An end to arms control consensus
An end to the New START in 2021 will leave the arsenals of the two major nuclear powers unencumbered by any pact
•The countdown on the U.S.-Russia Intermediate Range Nuclear Forces (INF) Treaty began last October when President Donald Trump announced that U.S. was considering a withdrawal. On August 2, the U.S. formally quit the pact. Concluded in 1987, the agreement had obliged the two countries to eliminate all ground-based missiles of ranges between 500 and 5,500 km, an objective achieved by 1991.
•At risk is the New START (Strategic Arms Reduction Treaty) signed in 2010 and due to lapse in February 2021. It has a provision for a five-year extension but Mr. Trump has already labelled it “a bad deal negotiated by the [Barack] Obama administration.”
•In May, Director of the Defence Intelligence Agency Lt. Gen. Robert Ashley declared that “Russia probably is not adhering to the nuclear testing moratorium in a manner consistent with the ‘zero-yield’ standard” imposed by the Comprehensive Test Ban Treaty (CTBT). The CTBT has not entered into force but the U.S. is a signatory and Russia has signed and ratified it. Many have interpreted Lt. Gen. Ashley’s statement as preparing the ground for a resumption of nuclear explosives testing. Taken together, these ominous pointers indicate the beginning of a new nuclear arms race.

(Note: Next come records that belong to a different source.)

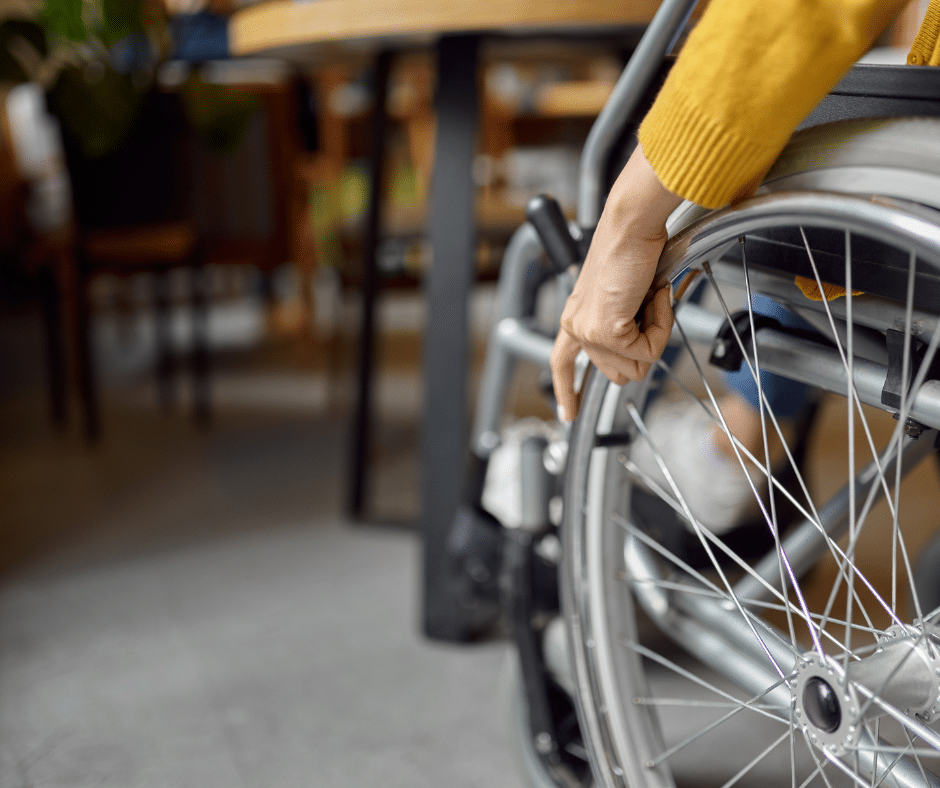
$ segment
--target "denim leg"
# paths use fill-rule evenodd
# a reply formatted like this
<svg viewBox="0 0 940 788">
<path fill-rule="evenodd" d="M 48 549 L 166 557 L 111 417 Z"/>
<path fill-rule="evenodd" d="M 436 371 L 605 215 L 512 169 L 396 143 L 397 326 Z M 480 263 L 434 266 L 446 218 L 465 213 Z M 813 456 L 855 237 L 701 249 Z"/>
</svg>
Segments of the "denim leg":
<svg viewBox="0 0 940 788">
<path fill-rule="evenodd" d="M 753 296 L 751 305 L 754 308 L 754 314 L 773 318 L 786 328 L 809 327 L 802 318 L 787 311 L 767 296 Z M 742 363 L 737 372 L 726 373 L 724 379 L 729 391 L 736 391 L 740 394 L 755 411 L 760 409 L 757 382 L 754 380 L 747 363 Z M 790 378 L 764 370 L 761 370 L 760 382 L 764 391 L 764 398 L 778 418 L 794 418 L 799 415 L 809 400 L 810 387 L 804 383 L 798 383 Z"/>
</svg>

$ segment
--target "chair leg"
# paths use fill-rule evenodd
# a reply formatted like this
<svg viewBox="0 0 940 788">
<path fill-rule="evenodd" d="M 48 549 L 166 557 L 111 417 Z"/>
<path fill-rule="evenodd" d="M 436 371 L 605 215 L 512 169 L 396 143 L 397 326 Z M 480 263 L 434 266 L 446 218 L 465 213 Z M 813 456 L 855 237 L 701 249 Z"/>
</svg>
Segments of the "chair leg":
<svg viewBox="0 0 940 788">
<path fill-rule="evenodd" d="M 156 271 L 153 277 L 153 305 L 155 312 L 157 401 L 160 408 L 169 413 L 176 402 L 176 385 L 173 379 L 173 336 L 170 310 L 170 275 L 168 271 Z"/>
<path fill-rule="evenodd" d="M 101 420 L 98 408 L 98 385 L 95 380 L 95 363 L 92 354 L 91 305 L 88 295 L 88 268 L 78 261 L 69 284 L 72 314 L 75 320 L 75 361 L 78 378 L 78 395 L 82 403 L 82 422 L 85 439 L 95 442 L 101 437 Z"/>
<path fill-rule="evenodd" d="M 190 268 L 192 293 L 192 377 L 193 418 L 197 424 L 209 423 L 209 282 L 205 265 Z"/>
<path fill-rule="evenodd" d="M 53 426 L 61 431 L 65 428 L 68 415 L 65 403 L 65 346 L 62 334 L 62 299 L 52 266 L 43 266 L 39 272 L 38 284 L 46 340 L 50 415 Z"/>
</svg>

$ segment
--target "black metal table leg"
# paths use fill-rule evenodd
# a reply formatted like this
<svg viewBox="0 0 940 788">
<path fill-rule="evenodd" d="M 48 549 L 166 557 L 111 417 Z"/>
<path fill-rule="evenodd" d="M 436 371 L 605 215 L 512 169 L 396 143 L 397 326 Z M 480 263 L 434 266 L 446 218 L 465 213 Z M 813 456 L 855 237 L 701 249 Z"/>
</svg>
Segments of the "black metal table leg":
<svg viewBox="0 0 940 788">
<path fill-rule="evenodd" d="M 346 510 L 355 519 L 362 516 L 368 495 L 368 449 L 372 421 L 372 373 L 375 356 L 375 301 L 378 296 L 378 277 L 375 256 L 381 230 L 383 193 L 383 163 L 385 137 L 388 128 L 388 76 L 391 70 L 392 53 L 380 52 L 375 61 L 375 106 L 372 112 L 372 127 L 369 151 L 369 204 L 366 211 L 366 226 L 363 239 L 362 270 L 362 314 L 359 323 L 359 364 L 356 389 L 356 404 L 353 412 L 352 445 L 349 453 L 349 476 Z"/>
<path fill-rule="evenodd" d="M 424 632 L 464 640 L 472 612 L 459 603 L 447 560 L 447 538 L 461 501 L 467 451 L 467 302 L 475 269 L 475 190 L 471 177 L 479 122 L 475 35 L 438 45 L 437 139 L 431 179 L 429 236 L 433 261 L 426 291 L 425 404 L 421 535 Z"/>
</svg>

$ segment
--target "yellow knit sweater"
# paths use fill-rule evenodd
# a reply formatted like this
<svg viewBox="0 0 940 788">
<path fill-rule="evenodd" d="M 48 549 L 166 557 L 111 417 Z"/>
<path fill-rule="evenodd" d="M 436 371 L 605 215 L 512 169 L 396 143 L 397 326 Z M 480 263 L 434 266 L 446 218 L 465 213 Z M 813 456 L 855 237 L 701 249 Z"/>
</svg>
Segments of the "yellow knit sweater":
<svg viewBox="0 0 940 788">
<path fill-rule="evenodd" d="M 712 0 L 640 127 L 670 191 L 706 208 L 750 194 L 800 121 L 905 0 Z M 940 0 L 908 62 L 940 64 Z"/>
</svg>

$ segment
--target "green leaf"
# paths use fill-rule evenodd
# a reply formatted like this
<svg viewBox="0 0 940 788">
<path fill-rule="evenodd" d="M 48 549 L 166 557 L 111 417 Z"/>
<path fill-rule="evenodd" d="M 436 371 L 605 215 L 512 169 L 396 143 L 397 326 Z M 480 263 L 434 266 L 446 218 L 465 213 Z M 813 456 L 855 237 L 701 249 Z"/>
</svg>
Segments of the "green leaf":
<svg viewBox="0 0 940 788">
<path fill-rule="evenodd" d="M 32 49 L 37 60 L 49 54 L 46 34 L 29 19 L 4 19 L 0 22 L 0 82 L 26 82 L 30 75 L 17 57 L 21 47 Z"/>
<path fill-rule="evenodd" d="M 186 115 L 193 128 L 216 153 L 238 147 L 258 110 L 251 96 L 190 74 L 182 86 Z"/>
<path fill-rule="evenodd" d="M 142 93 L 130 77 L 105 68 L 90 82 L 66 68 L 49 91 L 53 112 L 89 157 L 103 156 L 127 135 L 140 109 Z"/>
<path fill-rule="evenodd" d="M 101 0 L 101 15 L 99 34 L 109 46 L 145 29 L 141 0 Z"/>
<path fill-rule="evenodd" d="M 87 41 L 82 5 L 83 0 L 46 0 L 39 15 L 42 26 L 50 33 L 71 41 Z"/>
</svg>

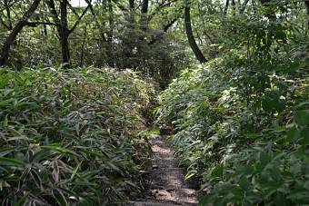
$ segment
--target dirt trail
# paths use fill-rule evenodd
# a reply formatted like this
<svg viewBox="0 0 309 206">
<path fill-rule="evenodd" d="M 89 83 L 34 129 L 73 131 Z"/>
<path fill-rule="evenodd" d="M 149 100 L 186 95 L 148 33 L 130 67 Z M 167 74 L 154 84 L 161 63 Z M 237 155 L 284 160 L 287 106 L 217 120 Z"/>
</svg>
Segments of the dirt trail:
<svg viewBox="0 0 309 206">
<path fill-rule="evenodd" d="M 197 205 L 198 185 L 184 181 L 185 168 L 170 153 L 165 135 L 152 140 L 153 169 L 145 180 L 142 198 L 127 206 Z"/>
</svg>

•The decade of the 1980s saw heightened Cold War tensions. Soviet military intervention in Afghanistan in 1979 provided the U.S. an opportunity to fund a (barely) covert jihad with the help of Pakistan. President Ronald Reagan called the USSR “an evil empire” and launched his space war initiative. Soviet deployments in Europe of SS-20 missiles were matched by the U.S. with Pershing II and cruise missiles.